Industrial enterprises for production of mineral fertilizers and oil refining are widely operating in the region, as well as branches of the national economy such as engineering, chemical, building materials, textile, food, consumer goods.
Higher educational institutions of the region are represented by the State University, branches of some Tashkent universities, and a pedagogical institute.
The Fergana is a “garden-city”. Picturesque alleys of centuries-old plane trees, huge willows and poplars create a semblance of covered galleries with woven crowns on the city streets, supporting the microclimate during the summer heat.
Ferghana was founded in 1877 under the name “New Margilan”. Then in 1907 it was renamed Skobelev, and only in 1919 it began to be called Fergana.
There are no ancient historical monuments here, but its suburbs are known for picturesque places not only in Uzbekistan. Thus in the valley of the Shakhimardansay River on the slopes of the Alai Range, there is a mountain climatic resort (mild climatic conditions, healthy clean air) called “Khamzaabad”.
In the central part of the Altyaryksay river valley, in the foothills of the Alai Range, there is a small town of Chimion, surrounded by greenery of vineyards and orchards.
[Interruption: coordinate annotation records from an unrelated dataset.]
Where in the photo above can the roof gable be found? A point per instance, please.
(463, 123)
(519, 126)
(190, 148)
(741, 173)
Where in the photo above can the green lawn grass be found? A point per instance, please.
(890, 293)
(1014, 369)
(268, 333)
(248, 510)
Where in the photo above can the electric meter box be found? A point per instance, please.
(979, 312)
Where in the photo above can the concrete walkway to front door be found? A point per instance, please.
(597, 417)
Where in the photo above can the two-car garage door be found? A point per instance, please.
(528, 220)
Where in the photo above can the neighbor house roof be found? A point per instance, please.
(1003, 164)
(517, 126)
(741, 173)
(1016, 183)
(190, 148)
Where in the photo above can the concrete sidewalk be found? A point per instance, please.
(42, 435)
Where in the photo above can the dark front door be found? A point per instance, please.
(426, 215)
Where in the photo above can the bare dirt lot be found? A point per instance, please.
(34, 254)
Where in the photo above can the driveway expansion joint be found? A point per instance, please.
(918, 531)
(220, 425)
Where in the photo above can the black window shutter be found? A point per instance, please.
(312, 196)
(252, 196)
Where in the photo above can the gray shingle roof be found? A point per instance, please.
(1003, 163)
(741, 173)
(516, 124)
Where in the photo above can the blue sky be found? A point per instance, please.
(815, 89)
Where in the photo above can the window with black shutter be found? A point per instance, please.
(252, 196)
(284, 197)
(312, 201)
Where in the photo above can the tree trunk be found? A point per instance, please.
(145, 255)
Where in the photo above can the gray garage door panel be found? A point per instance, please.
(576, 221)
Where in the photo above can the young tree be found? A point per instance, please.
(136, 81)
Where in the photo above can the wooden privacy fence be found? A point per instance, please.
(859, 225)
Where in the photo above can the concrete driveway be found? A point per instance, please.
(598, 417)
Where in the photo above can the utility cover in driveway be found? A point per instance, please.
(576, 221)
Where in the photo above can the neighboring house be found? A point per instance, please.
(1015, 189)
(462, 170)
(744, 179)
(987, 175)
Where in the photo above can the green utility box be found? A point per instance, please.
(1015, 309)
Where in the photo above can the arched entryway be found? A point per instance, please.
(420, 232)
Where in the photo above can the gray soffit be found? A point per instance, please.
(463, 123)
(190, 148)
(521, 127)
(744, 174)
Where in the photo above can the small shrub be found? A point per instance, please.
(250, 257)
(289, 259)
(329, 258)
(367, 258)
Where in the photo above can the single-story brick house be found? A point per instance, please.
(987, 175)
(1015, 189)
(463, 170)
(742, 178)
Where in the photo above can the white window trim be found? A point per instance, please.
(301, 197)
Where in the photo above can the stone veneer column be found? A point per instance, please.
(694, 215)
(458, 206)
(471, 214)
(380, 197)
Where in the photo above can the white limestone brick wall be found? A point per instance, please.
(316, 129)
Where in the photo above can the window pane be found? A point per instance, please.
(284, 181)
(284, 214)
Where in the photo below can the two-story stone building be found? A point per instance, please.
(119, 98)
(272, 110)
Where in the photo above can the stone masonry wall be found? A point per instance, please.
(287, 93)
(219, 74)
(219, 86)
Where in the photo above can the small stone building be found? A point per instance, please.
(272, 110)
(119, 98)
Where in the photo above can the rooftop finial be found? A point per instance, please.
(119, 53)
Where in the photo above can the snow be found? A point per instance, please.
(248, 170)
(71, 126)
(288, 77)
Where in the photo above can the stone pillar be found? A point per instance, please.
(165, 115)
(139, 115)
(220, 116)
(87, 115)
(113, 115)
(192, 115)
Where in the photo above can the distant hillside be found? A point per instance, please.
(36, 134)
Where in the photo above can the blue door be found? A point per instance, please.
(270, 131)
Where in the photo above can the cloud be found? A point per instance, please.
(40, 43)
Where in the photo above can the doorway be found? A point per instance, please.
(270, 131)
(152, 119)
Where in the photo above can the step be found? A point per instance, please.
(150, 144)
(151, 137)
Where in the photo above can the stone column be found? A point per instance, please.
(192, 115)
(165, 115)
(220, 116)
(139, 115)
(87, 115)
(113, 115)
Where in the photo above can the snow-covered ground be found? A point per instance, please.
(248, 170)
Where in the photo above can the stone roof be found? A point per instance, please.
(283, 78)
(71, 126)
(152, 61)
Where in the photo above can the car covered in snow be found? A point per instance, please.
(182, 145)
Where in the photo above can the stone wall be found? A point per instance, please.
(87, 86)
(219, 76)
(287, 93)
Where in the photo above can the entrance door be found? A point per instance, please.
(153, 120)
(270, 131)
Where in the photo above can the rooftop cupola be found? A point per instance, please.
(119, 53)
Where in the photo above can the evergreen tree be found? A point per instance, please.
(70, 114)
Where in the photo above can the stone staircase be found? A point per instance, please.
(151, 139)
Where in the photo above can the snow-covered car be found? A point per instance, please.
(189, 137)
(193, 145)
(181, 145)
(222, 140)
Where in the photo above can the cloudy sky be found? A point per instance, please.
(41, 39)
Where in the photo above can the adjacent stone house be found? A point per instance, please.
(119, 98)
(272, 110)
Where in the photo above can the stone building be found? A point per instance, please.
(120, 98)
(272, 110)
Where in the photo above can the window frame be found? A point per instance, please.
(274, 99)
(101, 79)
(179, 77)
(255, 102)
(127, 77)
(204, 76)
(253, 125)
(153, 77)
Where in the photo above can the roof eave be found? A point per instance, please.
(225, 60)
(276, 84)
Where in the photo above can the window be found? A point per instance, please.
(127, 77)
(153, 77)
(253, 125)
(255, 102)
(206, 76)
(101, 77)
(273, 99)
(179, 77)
It houses the balneological sanatorium “Chimion” – a well-known health resort in Central Asia (healing mineral springs).
Only 6 km separate Fergana from the ancient city of Margilan. Many centuries ago, the population of the city was engaged in cotton growing and sericulture, which ensured its stable development. Mulberry cocoons processing and silk fabrics production been going on here for a long time. No wonder Margilan is called the “city of silk”. Created by skilled craftsmen, silk fabrics are known all over the world and are in great demand.